What would I do without Railscasts? Waste a bunch of time I suppose. Thanks again Ryan!! You do a great job of demonstrating how to program functionality that everyone needs.
Does simple_form support text_field_tag?
I'm really loving thor. I made a gem to talk to Fusemail's API (email provider), and I wanted to build a CLI app so I didn't have to deal with their web interface. With thor I was able to throw together a compelte CLI app for every method with less code (~100 lines) than using optparser would have taken alone:
https://github.com/mudbugmedia/fusebox/blob/master/lib/fusebox/cli.rb
https://github.com/mudbugmedia/fusebox/tree/master/bin/fusebox
Much thanks to wycats! :)
A n00b question: What's the difference between a method option and an argument? While watching this, I couldn't tell my you chose, for example, to make the "count" for the article-generation method an option rather than an argument. I'll watch again to see if it's clear…
I can authenticate against Google using OpenID but I do not get the access token, just the uid, so I cannot query any service to get data form Google. I need to get user's contacts
@Ryan: you should really use Disqus or reCAPTCHA here
I enjoy using thor quite a bit. I wish thor would handle some of the simple things rake handles.
For example the file copy example. I like rake's file declaration syntax.
http://www.jbarnette.com/2009/08/27/on-rake.html
It is a very nice thing to see your excellent work and I like your article very much. With your rich knowledge, we can learn more from your wonderful post. Thanks so much.
Is it possible to use formtastic's semantic_form_for with a tableless model? Without using the Tableless gem?
Ryan, the omniauth railscasts are FANTASTIC. Many of us have been waiting for a multi-service authentication solution like this for some time, and the fact that you created 3 railscasts in order to give us some in-depth understanding of this powerful gem is totally justified and appreciated. Please keep up the excellent work!!
I have a strange behavior with the WHERE statement you use in your search method. It works fine on development using sqlite. But I am using Heroku for production, and "Foo" does not match anything when"Foo" is in the table, while "oo" does match "Foo" . Any idea ?
This one is enlightened blog post. Thanks a lot for sharing your valuable views through this blog.
ruby-debug interesting application!!i will try
Great episode as usual!
I would really be interrested in an episode about rails engine (with rails 3 ).
Looks pretty more integrated than in rails 2...
@Bharat
Just change line of code in the articles_controller in show action:
@commentable = @article
@comment = Comment.new
@comment = Comment.new
Thanks for the post.I really pleased to read it.I do agree that one can utilize a cookie to accrue the user name and the role, to evade to smack the users controller.
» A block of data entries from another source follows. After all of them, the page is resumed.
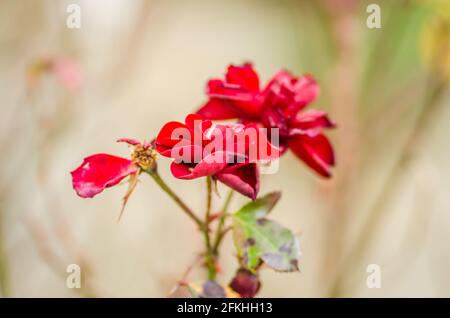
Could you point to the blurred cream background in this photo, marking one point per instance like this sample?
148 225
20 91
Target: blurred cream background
144 63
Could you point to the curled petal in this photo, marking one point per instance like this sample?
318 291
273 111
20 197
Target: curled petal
130 141
290 93
208 166
243 177
170 135
100 171
316 152
306 90
242 101
218 109
244 76
197 124
245 283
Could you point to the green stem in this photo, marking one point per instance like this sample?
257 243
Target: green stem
209 255
220 233
159 181
4 284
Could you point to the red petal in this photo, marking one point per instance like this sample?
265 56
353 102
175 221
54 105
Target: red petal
217 109
316 152
244 102
208 166
130 141
244 178
245 283
228 91
290 93
306 90
98 172
197 124
171 134
244 76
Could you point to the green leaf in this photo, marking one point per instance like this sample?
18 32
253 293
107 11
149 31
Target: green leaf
258 239
262 206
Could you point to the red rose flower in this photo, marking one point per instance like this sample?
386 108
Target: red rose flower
277 105
228 153
101 171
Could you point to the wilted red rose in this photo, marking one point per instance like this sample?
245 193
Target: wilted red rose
228 153
245 283
277 105
101 171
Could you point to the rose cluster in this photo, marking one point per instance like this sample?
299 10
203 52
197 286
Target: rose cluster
267 122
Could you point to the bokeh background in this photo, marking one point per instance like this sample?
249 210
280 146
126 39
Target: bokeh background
133 65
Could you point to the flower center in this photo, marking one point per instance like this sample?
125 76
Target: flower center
144 157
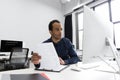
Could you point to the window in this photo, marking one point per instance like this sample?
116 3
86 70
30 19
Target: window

I consent with the above comments. In my views you can exploit a cookie to accumulate the user name and the role, to avoid to hit the users controller.
http://railscasts.com/episodes/200-rails-3-beta-and-rvm
@Ahmed, that's just a bit of video editing so the viewers don't have to wait. The Rails environment takes a while on my end too.
@ARTSIOM, I haven't tried it yet, but I think setting the RAILS_ENV environment variable will work just like with Rake. You could turn this into its own command option in Thor to make it more convenient.
@Mark, cool, I didn't realize the "./" notation worked in require. Thanks.
@Carl, thanks for the suggestion. I hope to do more episodes on testing in the future.
Seems interesting, I will keep in my bookmarks and try it when I will have some time.
I'd love to see some specifically on testing. That is definitely my weak point, but it feels like another system with it's own language to learn, even if you just go with the basic system. Anyone know some great screencasts for testing? I don't even know what framework to go with now.